Lets take this from the beginning. The whole point of duck typing as a philosophy when writing Ruby code is that you shouldn’t care about the actual class of an object you get as argument. You should expect the operations you need, to actually be there, and assume they are. That means anyone can send in any kind of object as long as it fulfills the expected protocol.
One of the problems in these kind of discussions is that people conflate classes with types in dynamic languages. In well written Ruby code you will usually end up with a type for every argument – that type is a number of constraints and protocols that will wary depending on what you do with the objects. But the point is that it generally will make things more complicated to equate classes with these types, and you will design classes without any real purpose. Since you don’t have static checking, you don’t need to have overarching classes that act as type specifiers. The types will instead be implied in the contract of a method.

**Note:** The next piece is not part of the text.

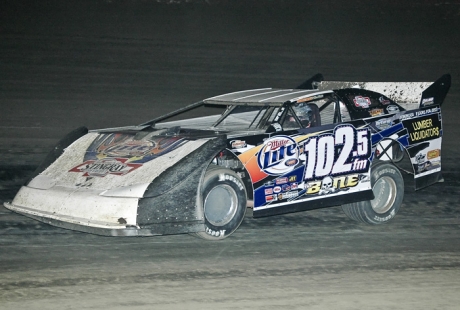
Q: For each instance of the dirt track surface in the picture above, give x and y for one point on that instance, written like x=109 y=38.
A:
x=113 y=63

So far so good. Should you keep this in mind when designing a method? In most cases, no. I tend to believe that you will end up conflating classes and types. That’s what I’ve seen on several projects at least. The first warning sign is generally kind_of? checks. Of course, you can do things this way, but you will restrict quite a lot of the power of dynamic typing by doing this. One of the key benefits of a dynamically typed language is the added flexibility. If you end up greenspunning a type system, you have just negated a large part of the benefit of your language.
The types in a well defined system will be implicitly defined by what the method actually does – and specified by the tests for that method. But if you try to design explicit types, you will end up writing a static type system into your tests, which is not the best way to develop in these languages.